Add FAILOVER_PREFER_REPLICA cluster mode #2734

inakisoriamrf · 2025-10-16T10:05:03Z

Introduces a new failover mode for RedisCluster that prioritizes reading from replica nodes while maintaining high availability through automatic master fallback.

Changes:

Add REDIS_FAILOVER_PREFER_REPLICA constant (value: 4)
Implement replica-first logic in cluster_sock_write() with master fallback
Update validation in setOption() to accept new failover mode
Add RedisCluster::FAILOVER_PREFER_REPLICA PHP constant
Update cluster.md with usage example
Add some test coverage in RedisClusterTest

Behavior:
When enabled, read commands are directed to replica nodes first. If no replicas are available for a given shard, the command automatically falls back to the master node, ensuring availability.

Usage:
$cluster->setOption(
RedisCluster::OPT_SLAVE_FAILOVER,
RedisCluster::FAILOVER_PREFER_REPLICA
);

Introduces a new failover mode for RedisCluster that prioritizes reading from replica nodes while maintaining high availability through automatic master fallback. Changes: - Add REDIS_FAILOVER_PREFER_REPLICA constant (value: 4) - Implement replica-first logic in cluster_sock_write() with master fallback - Update validation in setOption() to accept new failover mode - Add RedisCluster::FAILOVER_PREFER_REPLICA PHP constant - Regenerate arginfo files for both PHP 8.0+ and legacy versions - Update cluster.md with usage example - Add comprehensive test coverage in RedisClusterTest Behavior: When enabled, read commands are directed to replica nodes first. If no replicas are available for a given shard, the command automatically falls back to the master node, ensuring availability. Usage: $cluster->setOption( RedisCluster::OPT_SLAVE_FAILOVER, RedisCluster::FAILOVER_PREFER_REPLICA );

inakisoriamrf · 2025-10-16T10:08:40Z

The main motivation for this change is to improve availability under failure scenarios. In our workload, if all replicas in a shard fail, it’s preferable to continue serving reads from the master node rather than blocking all read operations entirely.

This PR introduces a new failover mode (FAILOVER_PREFER_REPLICA) that implements a “replica-first, master-fallback” strategy. It ensures that read commands are routed to replicas when available, but automatically fall back to the shard’s master if no replicas are reachable, maintaining both redundancy and read availability without manual intervention.

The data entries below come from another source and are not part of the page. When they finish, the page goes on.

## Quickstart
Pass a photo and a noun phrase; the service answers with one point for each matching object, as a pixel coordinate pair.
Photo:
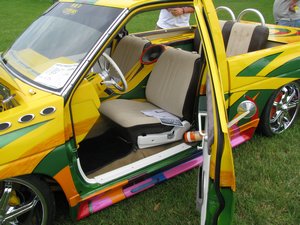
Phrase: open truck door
(216, 184)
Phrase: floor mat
(98, 152)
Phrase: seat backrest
(246, 38)
(225, 26)
(128, 52)
(173, 82)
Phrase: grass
(267, 169)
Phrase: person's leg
(285, 23)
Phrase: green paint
(87, 189)
(86, 1)
(257, 66)
(279, 31)
(226, 216)
(54, 162)
(14, 135)
(290, 69)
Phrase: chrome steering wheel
(111, 73)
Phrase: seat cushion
(170, 80)
(128, 52)
(129, 112)
(246, 38)
(130, 120)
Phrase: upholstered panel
(226, 27)
(127, 113)
(245, 38)
(259, 39)
(128, 52)
(240, 38)
(169, 81)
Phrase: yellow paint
(42, 138)
(85, 105)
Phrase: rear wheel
(281, 110)
(26, 200)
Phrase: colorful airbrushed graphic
(67, 81)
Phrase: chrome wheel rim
(285, 108)
(21, 203)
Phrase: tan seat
(245, 38)
(171, 86)
(128, 52)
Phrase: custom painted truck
(101, 108)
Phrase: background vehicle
(80, 134)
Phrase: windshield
(48, 52)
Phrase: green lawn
(267, 169)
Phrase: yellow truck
(101, 112)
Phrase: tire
(281, 110)
(26, 200)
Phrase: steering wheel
(111, 73)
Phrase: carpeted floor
(98, 152)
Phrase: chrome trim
(81, 67)
(88, 58)
(140, 164)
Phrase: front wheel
(281, 110)
(26, 200)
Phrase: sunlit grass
(267, 169)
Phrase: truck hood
(7, 80)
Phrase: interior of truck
(150, 83)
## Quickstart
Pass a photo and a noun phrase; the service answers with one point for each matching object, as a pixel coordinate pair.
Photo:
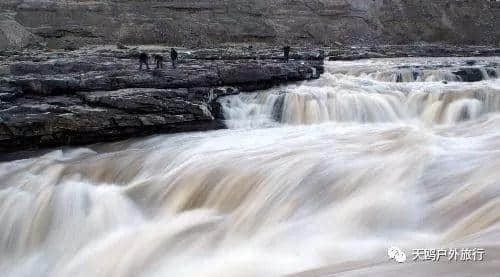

inakisoriamrf · 2025-10-22T13:43:11Z

@michael-grunder something I have to change here? Maybe it is a KeyDB configuration issue?
I see there are a lot of tests Skpped for KeyDB

michael-grunder · 2025-10-22T16:37:23Z

Possibly. The fact that the tests are exclusively failing against KeyDB may indicate the problem is serverside.

I'd try to determine why KeyDB failes by isolatinig the root cause locally. I will also play around with it.

Ideally it's somethinig that could be tweaked in the client so KeyDB gains access to the feature too, but if it's not solveable client-side we could skip KeyDB tests and document the situation.

michael-grunder · 2025-10-22T18:21:42Z

I replicated the KeyDB failures locally and it just had to do with replication delay.

You can use the WAIT command via rawCommand to make sure the key has had time to propagate to the replica before testing failover.

It's a bit tricky because wait takes a number of replicas and a millisecond timeout. I just went with 1 since we set up a cluster with 1 replica per node in CI. It may mean however, that tests fail locally for people who run them against a cluster with many more replicas.

A more robust solution might be to detect the number of replicas at runtime and use that number instead of a hardcoded one.

Use WAIT command after write operations to ensure keys have propagated to replicas before testing FAILOVER_PREFER_REPLICA mode. This prevents test failures due to replication lag, particularly with KeyDB. The WAIT command waits for at least 1 replica (matching the CI cluster configuration) with a 1 second timeout.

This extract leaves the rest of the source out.